En el mueble del lavabo y en el lavabo había estropajos empapados en sangre y varias botellas de lejía manchadas de sangre. El olor a productos de limpieza y a aceite de motor era muy fuerte y, en combinación con aquel escenario sangriento, repulsivo. Eve se esforzó por sofocar las náuseas y por relajar los músculos. No iba a humillarse contaminando la escena de un asesinato con su vómito.

—Dios mío... —soltó Duncan.

Por alguna razón, oír la voz temblorosa de su compañero la relajó y la ayudó a mantener el control. El hombre estaba tan afectado como ella por lo que veía.

Salieron del cuarto de baño y se fijaron en las dos puertas que quedaban, ambas entornadas, ambas al final del rastro de sangre que había en la moqueta. Eve eligió la de la izquierda y Duncan, la de la derecha.

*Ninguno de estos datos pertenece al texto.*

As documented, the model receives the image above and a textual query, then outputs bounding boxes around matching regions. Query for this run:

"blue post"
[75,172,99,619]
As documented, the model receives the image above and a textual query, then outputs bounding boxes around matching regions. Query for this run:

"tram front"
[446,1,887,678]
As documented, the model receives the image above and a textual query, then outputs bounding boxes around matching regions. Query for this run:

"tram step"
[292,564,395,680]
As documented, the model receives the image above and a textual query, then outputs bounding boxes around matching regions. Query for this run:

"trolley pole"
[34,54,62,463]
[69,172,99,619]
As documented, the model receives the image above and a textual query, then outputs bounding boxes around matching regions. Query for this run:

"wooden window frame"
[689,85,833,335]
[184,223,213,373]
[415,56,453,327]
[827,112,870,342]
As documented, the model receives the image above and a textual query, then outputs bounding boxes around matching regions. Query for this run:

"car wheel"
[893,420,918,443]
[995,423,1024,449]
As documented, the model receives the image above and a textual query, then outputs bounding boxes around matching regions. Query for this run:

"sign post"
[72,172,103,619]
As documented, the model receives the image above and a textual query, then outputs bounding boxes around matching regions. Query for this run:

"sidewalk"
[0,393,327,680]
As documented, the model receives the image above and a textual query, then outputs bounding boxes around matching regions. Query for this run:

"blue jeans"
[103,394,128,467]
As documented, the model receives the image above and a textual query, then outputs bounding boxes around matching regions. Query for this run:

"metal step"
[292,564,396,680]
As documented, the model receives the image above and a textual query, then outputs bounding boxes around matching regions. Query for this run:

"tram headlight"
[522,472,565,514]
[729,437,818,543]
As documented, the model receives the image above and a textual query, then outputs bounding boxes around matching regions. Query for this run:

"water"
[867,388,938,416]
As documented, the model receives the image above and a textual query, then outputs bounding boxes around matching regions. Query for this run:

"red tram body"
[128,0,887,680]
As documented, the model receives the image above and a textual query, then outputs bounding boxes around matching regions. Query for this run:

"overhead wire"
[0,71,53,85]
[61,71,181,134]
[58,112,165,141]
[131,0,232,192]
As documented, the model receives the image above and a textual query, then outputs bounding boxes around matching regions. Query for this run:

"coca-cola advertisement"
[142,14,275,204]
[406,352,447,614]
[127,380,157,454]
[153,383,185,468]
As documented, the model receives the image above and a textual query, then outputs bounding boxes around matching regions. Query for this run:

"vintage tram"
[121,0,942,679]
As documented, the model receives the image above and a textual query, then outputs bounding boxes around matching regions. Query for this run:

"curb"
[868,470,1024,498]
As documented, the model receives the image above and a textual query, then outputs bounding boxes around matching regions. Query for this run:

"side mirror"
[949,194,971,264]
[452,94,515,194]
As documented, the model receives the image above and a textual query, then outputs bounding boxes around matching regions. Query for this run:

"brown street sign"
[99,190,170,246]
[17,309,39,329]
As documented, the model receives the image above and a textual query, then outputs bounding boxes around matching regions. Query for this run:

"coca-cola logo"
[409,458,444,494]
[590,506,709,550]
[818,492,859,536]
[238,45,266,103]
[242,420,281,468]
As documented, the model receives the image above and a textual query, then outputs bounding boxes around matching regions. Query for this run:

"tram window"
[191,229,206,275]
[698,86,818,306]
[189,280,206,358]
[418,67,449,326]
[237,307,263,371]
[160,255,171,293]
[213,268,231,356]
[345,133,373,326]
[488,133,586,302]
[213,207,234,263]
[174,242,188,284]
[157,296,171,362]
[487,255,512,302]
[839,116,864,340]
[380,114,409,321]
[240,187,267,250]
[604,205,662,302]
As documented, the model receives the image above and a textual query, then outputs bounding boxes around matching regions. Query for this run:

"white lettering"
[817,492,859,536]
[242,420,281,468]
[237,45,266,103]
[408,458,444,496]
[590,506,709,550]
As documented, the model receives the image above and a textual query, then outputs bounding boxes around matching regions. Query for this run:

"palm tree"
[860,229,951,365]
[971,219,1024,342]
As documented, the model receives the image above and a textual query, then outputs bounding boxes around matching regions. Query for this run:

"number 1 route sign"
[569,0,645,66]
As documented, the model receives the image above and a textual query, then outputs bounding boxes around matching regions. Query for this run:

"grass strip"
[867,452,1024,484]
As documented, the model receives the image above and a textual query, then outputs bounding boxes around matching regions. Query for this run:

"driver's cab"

Eve entró en el dormitorio principal. La cama, enorme, no tenía ninguna sábana y el colchón estaba empapado en sangre y rajado en pedazos. El cabecero estaba lleno de más salpicaduras rojas. Eve se agachó para mirar debajo de la cama y no vio nada más que un par de zapatillas de mujer y una pequeña pipa de marihuana. Se acercó al armario y lo abrió con el pie. Estaba lleno de ropa, tanto de hombre como de mujer, pero dentro no había nadie.

—Despejado —comentó antes de volver al pasillo.

La otra puerta daba al garaje. Duncan entró en la casa de nuevo mientras enfundaba la pistola.

—El garaje está vacío, pero hay unas gotas de sangre que parece que lleven adonde debía de haber aparcado un coche.

Eve tragó saliva y se aclaró la garganta.

—¿Alguna vez habías visto algo así?

Duncan sacudió la cabeza:

—¡No, muchas gracias!

—¿Qué quieres decir con eso?

—Si nos hubiéramos quedado con el cadáver de la camioneta, esta llamada la habrían recibido Crockett y Tubbs —dijo Duncan, refiriéndose al otro par de detectives de la comisaría—, pero, claro, ¡tú tenías que fijarte en las agujas de pino!

Duncan se dirigió hacia la cocina y salió al jardín, donde se quedó parado, tomando aire fresco. Eve lo siguió y permaneció a su lado. Ni los agentes, ni Alexis Ward, ni nadie, podían verlos desde el jardín delantero.

Después de un buen rato, Duncan comentó:

—En este caso va a haber un montón de asqueroso trabajo de oficina y vamos a tener que hacer mucha labor de campo.

—Sí, está claro —soltó Eve irritada—. El otro caso nos habría dado muchos menos quebraderos de cabeza.

—No, no voy por ahí. Lo que quiero decir es que yo me encargaré del trabajo de oficina y tú, de patear las calles.

Eve miró a su compañero.

—Tú eres el detective veterano, eres tú quien debería hacer lo principal.

—Y acabo de hacerlo, acabo de establecer la división de las tareas.

Eve enseguida se dio cuenta de lo que significaba aquello:

—Quieres que yo sea la cara de la investigación.

—Y la que lo vea todo en la práctica. Mi vista ya no es lo que era. Al fin y al cabo, a mí se me ha pasado lo de las agujas de pino, ¿no es así?

—No es por eso. ¿Cuál es la verdadera razón de que me estés poniendo al frente de todo esto?

El detective suspiró y miró la casa.

—Este caso se va a hacer muy gordo y se va a poner muy feo mucho antes de lo que crees. De nada le va a servir a mi carrera y te aseguro que no necesito más pesadillas que llevarme a la jubilación.

Le estaba diciendo, lisa y llanamente, con completa honestidad, que sentía que ya no podía dar más. Aquello hizo que Eve lo respetara, así que no le echó en cara que hubiera tomado aquella decisión. Él ya había hecho lo que tenía que hacer. A partir de ese momento, iban a ser su cuello y su alma las que correrían peligro.

—De acuerdo —dijo la detective.

—Venga, yo llamo a los del forense para que vengan y a los del juzgado para que vayan preparando la orden de registro. Tú deberías descubrir cuanto puedas de los críos y del novio.

Eve asintió. Empezaba a darse cuenta de lo grande que iba a ser aquel caso y, por unos instantes, no supo ni qué decir. En aquella casa había pasado algo terrible y su labor iba a consistir en descubrir de qué se trataba, en hacer que se cumpliera la ley hasta donde fuera posible y en vivir con los horrores que destapara por el camino.

Tomó aire, puso su mejor cara de póquer y regresó con Duncan a la parte delantera de la casa.